>> Maybe we should just bite the bullet and change the WAL format for >> heap_freeze (inventing an all-new record type, not repurposing the old >> one, and allowing WAL replay to continue to accept the old one). The >> implication for users would be that they'd have to update slave servers >> before the master when installing the update; which is unpleasant, but >> better than living with a known data corruption case.
> Agreed. It may suck, but it sucks less.
> How badly will it break if they do the upgrade in the wrong order though. > Will the slaves just stop (I assume this?) or is there a risk of a > wrong-order upgrade causing extra breakage?
I assume what would happen is the slave would PANIC upon seeing a WAL record code it didn't recognize. Installing the updated version should allow it to resume functioning. Would be good to test this, but if it doesn't work like that, that'd be another bug to fix IMO. We've always foreseen the possible need to do something like this, so it ought to work reasonably cleanly.

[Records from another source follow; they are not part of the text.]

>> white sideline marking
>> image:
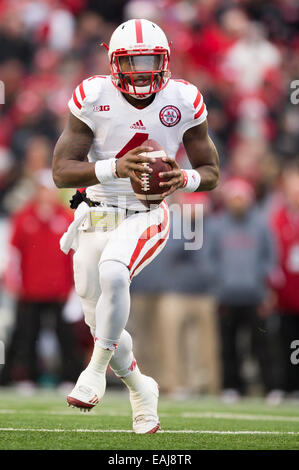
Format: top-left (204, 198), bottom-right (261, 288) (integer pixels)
top-left (0, 409), bottom-right (299, 423)
top-left (0, 428), bottom-right (299, 436)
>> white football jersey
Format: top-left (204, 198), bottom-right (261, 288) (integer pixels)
top-left (68, 75), bottom-right (207, 211)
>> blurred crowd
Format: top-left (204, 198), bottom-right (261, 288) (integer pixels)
top-left (0, 0), bottom-right (299, 403)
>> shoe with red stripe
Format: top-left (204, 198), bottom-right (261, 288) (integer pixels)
top-left (67, 370), bottom-right (106, 411)
top-left (130, 375), bottom-right (160, 434)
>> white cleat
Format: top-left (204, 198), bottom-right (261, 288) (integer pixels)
top-left (67, 370), bottom-right (106, 412)
top-left (130, 375), bottom-right (160, 434)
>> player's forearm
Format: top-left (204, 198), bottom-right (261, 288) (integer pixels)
top-left (53, 160), bottom-right (99, 188)
top-left (194, 165), bottom-right (219, 192)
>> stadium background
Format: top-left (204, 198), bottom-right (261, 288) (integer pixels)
top-left (0, 0), bottom-right (299, 399)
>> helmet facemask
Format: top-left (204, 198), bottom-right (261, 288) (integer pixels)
top-left (110, 48), bottom-right (171, 99)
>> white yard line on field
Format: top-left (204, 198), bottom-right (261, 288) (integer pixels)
top-left (0, 408), bottom-right (299, 423)
top-left (0, 428), bottom-right (299, 436)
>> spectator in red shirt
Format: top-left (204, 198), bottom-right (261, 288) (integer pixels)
top-left (272, 161), bottom-right (299, 396)
top-left (0, 170), bottom-right (82, 385)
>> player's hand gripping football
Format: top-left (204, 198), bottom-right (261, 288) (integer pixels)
top-left (159, 157), bottom-right (184, 198)
top-left (116, 146), bottom-right (156, 184)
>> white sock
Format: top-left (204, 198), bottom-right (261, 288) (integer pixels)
top-left (76, 344), bottom-right (114, 396)
top-left (85, 343), bottom-right (114, 374)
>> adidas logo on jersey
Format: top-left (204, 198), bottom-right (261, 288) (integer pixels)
top-left (130, 119), bottom-right (146, 131)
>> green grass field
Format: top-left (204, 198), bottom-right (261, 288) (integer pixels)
top-left (0, 389), bottom-right (299, 450)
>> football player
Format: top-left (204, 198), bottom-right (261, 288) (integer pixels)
top-left (53, 19), bottom-right (219, 433)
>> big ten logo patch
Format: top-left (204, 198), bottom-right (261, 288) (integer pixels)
top-left (0, 341), bottom-right (5, 365)
top-left (0, 80), bottom-right (5, 104)
top-left (93, 104), bottom-right (110, 113)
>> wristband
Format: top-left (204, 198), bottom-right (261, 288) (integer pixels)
top-left (180, 170), bottom-right (201, 193)
top-left (94, 158), bottom-right (117, 183)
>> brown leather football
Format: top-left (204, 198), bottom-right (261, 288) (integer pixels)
top-left (131, 139), bottom-right (172, 208)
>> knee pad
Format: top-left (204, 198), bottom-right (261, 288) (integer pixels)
top-left (99, 261), bottom-right (130, 293)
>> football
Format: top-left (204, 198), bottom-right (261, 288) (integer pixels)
top-left (131, 139), bottom-right (172, 208)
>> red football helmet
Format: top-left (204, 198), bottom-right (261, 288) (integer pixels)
top-left (104, 19), bottom-right (171, 99)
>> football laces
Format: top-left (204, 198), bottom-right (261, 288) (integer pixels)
top-left (140, 162), bottom-right (150, 192)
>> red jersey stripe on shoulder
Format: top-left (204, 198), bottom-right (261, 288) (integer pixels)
top-left (128, 205), bottom-right (169, 271)
top-left (79, 82), bottom-right (86, 101)
top-left (88, 75), bottom-right (107, 81)
top-left (194, 102), bottom-right (206, 119)
top-left (173, 78), bottom-right (191, 85)
top-left (135, 20), bottom-right (143, 43)
top-left (193, 91), bottom-right (201, 109)
top-left (73, 90), bottom-right (82, 109)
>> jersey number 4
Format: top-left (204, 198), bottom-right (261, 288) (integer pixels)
top-left (115, 132), bottom-right (148, 158)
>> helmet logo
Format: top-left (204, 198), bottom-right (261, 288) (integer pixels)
top-left (159, 105), bottom-right (181, 127)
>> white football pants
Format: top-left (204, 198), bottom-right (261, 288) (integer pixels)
top-left (74, 201), bottom-right (169, 376)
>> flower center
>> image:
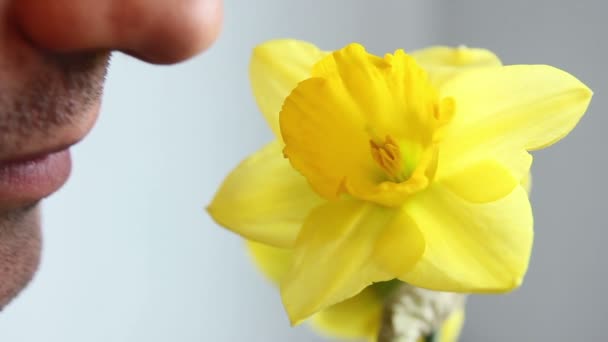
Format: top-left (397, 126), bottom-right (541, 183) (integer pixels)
top-left (369, 135), bottom-right (410, 183)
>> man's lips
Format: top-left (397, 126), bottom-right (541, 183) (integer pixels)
top-left (0, 149), bottom-right (72, 207)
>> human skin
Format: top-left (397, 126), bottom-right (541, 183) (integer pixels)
top-left (0, 0), bottom-right (222, 310)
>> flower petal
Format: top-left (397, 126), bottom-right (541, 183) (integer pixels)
top-left (441, 160), bottom-right (519, 203)
top-left (411, 46), bottom-right (502, 86)
top-left (311, 287), bottom-right (383, 341)
top-left (281, 200), bottom-right (424, 324)
top-left (247, 241), bottom-right (383, 338)
top-left (249, 39), bottom-right (326, 139)
top-left (400, 185), bottom-right (533, 293)
top-left (246, 240), bottom-right (293, 285)
top-left (207, 141), bottom-right (323, 247)
top-left (437, 65), bottom-right (592, 179)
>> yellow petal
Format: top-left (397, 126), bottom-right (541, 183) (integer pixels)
top-left (281, 200), bottom-right (424, 324)
top-left (439, 309), bottom-right (464, 342)
top-left (441, 160), bottom-right (519, 203)
top-left (311, 287), bottom-right (383, 340)
top-left (411, 46), bottom-right (502, 86)
top-left (249, 39), bottom-right (326, 139)
top-left (247, 241), bottom-right (383, 339)
top-left (437, 65), bottom-right (592, 179)
top-left (246, 240), bottom-right (293, 285)
top-left (207, 141), bottom-right (323, 247)
top-left (400, 185), bottom-right (533, 293)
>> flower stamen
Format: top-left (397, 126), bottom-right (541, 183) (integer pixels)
top-left (369, 135), bottom-right (408, 183)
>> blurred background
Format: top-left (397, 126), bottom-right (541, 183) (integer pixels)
top-left (0, 0), bottom-right (608, 342)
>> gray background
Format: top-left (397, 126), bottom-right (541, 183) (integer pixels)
top-left (0, 0), bottom-right (608, 342)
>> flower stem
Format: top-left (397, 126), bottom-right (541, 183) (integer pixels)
top-left (378, 283), bottom-right (466, 342)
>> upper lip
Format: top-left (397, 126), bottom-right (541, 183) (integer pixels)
top-left (0, 141), bottom-right (77, 166)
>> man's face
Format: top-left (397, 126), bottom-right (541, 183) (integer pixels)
top-left (0, 0), bottom-right (221, 310)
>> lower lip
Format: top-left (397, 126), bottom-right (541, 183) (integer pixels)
top-left (0, 150), bottom-right (72, 206)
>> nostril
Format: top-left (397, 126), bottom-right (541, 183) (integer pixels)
top-left (12, 0), bottom-right (222, 63)
top-left (115, 0), bottom-right (223, 64)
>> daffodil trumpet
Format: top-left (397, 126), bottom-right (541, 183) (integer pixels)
top-left (208, 40), bottom-right (592, 342)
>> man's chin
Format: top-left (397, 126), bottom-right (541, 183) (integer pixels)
top-left (0, 205), bottom-right (42, 310)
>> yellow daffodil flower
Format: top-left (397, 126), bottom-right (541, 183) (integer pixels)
top-left (208, 40), bottom-right (592, 324)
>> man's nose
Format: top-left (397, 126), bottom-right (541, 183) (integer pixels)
top-left (11, 0), bottom-right (222, 64)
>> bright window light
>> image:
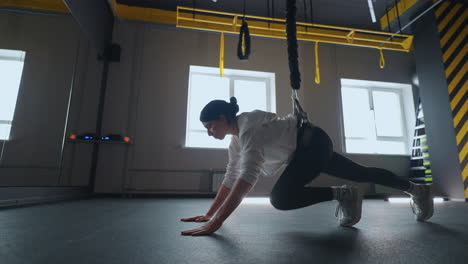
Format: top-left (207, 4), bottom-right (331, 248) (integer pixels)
top-left (367, 0), bottom-right (376, 23)
top-left (388, 197), bottom-right (444, 203)
top-left (341, 79), bottom-right (414, 155)
top-left (241, 197), bottom-right (271, 205)
top-left (0, 49), bottom-right (26, 140)
top-left (185, 66), bottom-right (276, 148)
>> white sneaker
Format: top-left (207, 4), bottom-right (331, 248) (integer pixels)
top-left (332, 185), bottom-right (362, 227)
top-left (406, 184), bottom-right (434, 221)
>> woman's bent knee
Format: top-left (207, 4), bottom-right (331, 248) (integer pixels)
top-left (270, 194), bottom-right (292, 210)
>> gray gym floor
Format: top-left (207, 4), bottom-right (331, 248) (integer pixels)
top-left (0, 198), bottom-right (468, 264)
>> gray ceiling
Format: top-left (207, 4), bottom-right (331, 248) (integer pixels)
top-left (117, 0), bottom-right (431, 33)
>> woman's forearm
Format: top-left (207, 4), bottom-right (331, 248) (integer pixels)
top-left (214, 179), bottom-right (252, 223)
top-left (206, 184), bottom-right (231, 217)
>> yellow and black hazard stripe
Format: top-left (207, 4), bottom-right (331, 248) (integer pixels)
top-left (433, 0), bottom-right (468, 198)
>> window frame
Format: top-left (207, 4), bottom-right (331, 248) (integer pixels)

I wonder if we should for the future have the START_REPLICATION command (or the IDENTIFY_SYSTEM would probably make more sense - or even adding a new command like IDENTIFY_CLIENT. The point is, something in the replication protocol) have walreceiver include it's version sent to the master. That way we could have the walsender identify a walreceiver that's too old and disconnect it right away - with a much nicer error message than a PANIC. Right now, walreceiver knows the version of the walsender (through pqserverversion), but AFAICT there is no way for the walsender to know which version of the receiver is connected.